Turkey’s Credit Outlook Raised by Fitch as New Policies Pay Off

Turkey’s credit rating outlook was raised by Fitch Ratings after the appointment of a new economy team that’s started to adopt more conventional policies and restore the country’s foreign reserve buffers.

(Bloomberg) — Turkey’s credit rating outlook was raised by Fitch Ratings after the appointment of a new economy team that’s started to adopt more conventional policies and restore the country’s foreign reserve buffers.

Fitch revised the outlook on the nation’s long-term foreign-currency issuer default rating to stable from negative and affirmed the IDR at B, five notches below investment grade and on par with Egypt and Mongolia.

“The revision of the outlook to stable reflects the return to a more conventional and consistent policy mix that reduces near-term macro-financial stability risks and eases balance of payments pressures,” Fitch said in a statement.

Turkey was last upgraded by Fitch more than a decade ago, receiving an investment-grade rating from the company for the first time.

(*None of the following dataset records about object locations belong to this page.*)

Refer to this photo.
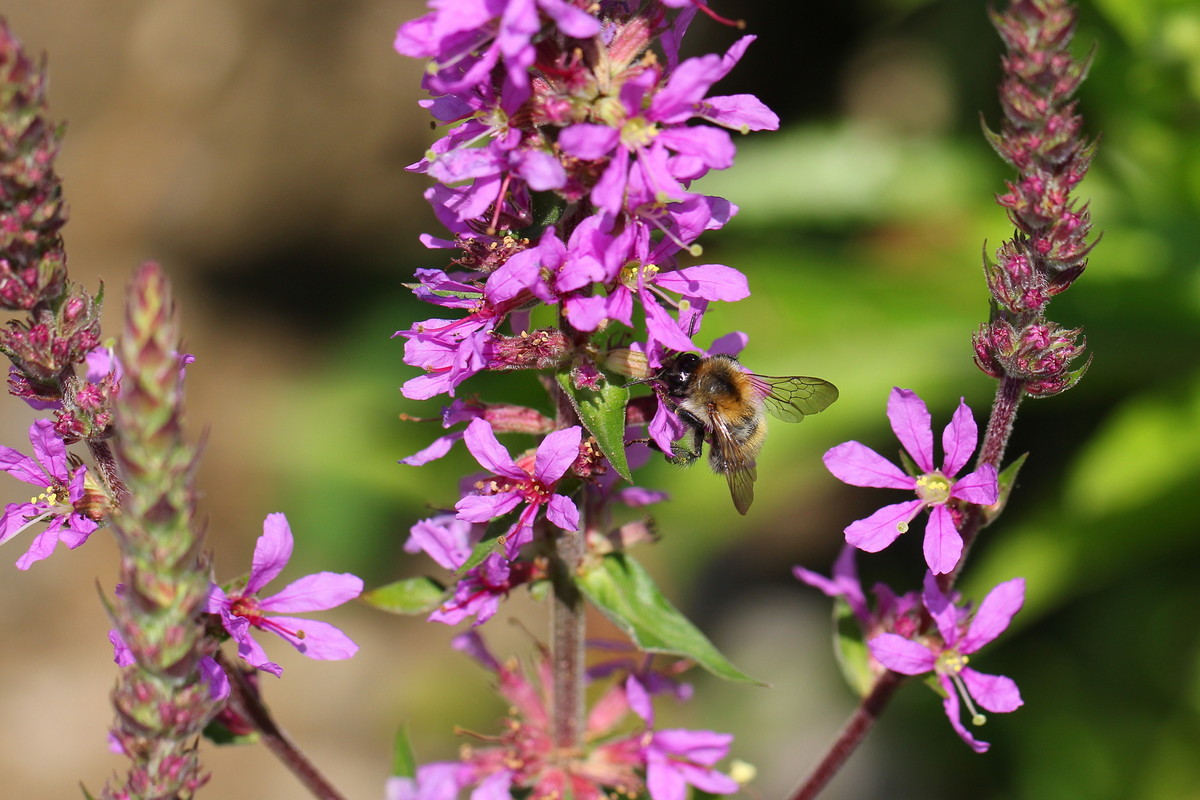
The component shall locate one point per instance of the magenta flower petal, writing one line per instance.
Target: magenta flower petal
(959, 439)
(319, 641)
(943, 545)
(42, 546)
(857, 464)
(981, 487)
(485, 507)
(48, 447)
(951, 704)
(315, 593)
(21, 465)
(901, 655)
(562, 511)
(879, 530)
(913, 426)
(588, 140)
(996, 693)
(271, 552)
(556, 453)
(994, 615)
(707, 281)
(945, 613)
(481, 443)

It’s been downgraded five times since 2017, however, as President Recep Tayyip Erdogan increasingly leaned on policies that pumped up the economy at the expense of price stability and the lira.

But in a change of tack since his reelection in May, Erdogan appointed two former Wall Street bankers to run the country’s finances after a cost-of-living crisis last year and an exodus of foreign investors.

“There is still uncertainty regarding the magnitude, longevity and success of the policy adjustment to bring down inflation, partly due to political considerations, “ Fitch said.

Finance Minister Mehmet Simsek and central bank Governor Hafize Gaye Erkan have since sought to bolster Turkey’s credibility among international bond and stock traders by pivoting from years of ultra-loose monetary policy and constant state interventions in financial markets. 

Under Erkan, the central bank almost tripled its key interest rate to 25% since June, while the government announced a more realistic macroeconomic program that committed to reducing inflation and building back reserves.

The lira has lost about 30% of its value against the US dollar this year, making it the second-worst performing currency in emerging markets. Turkey is rated B3 by Moody’s Investors Service and B by S&P Global Ratings.

Despite the new policy tilt, Fitch warned in July of uncertainty about the path ahead, pointing to “Turkey’s record of policy reversals and premature policy easing, and repeated changes in central bank leadership.”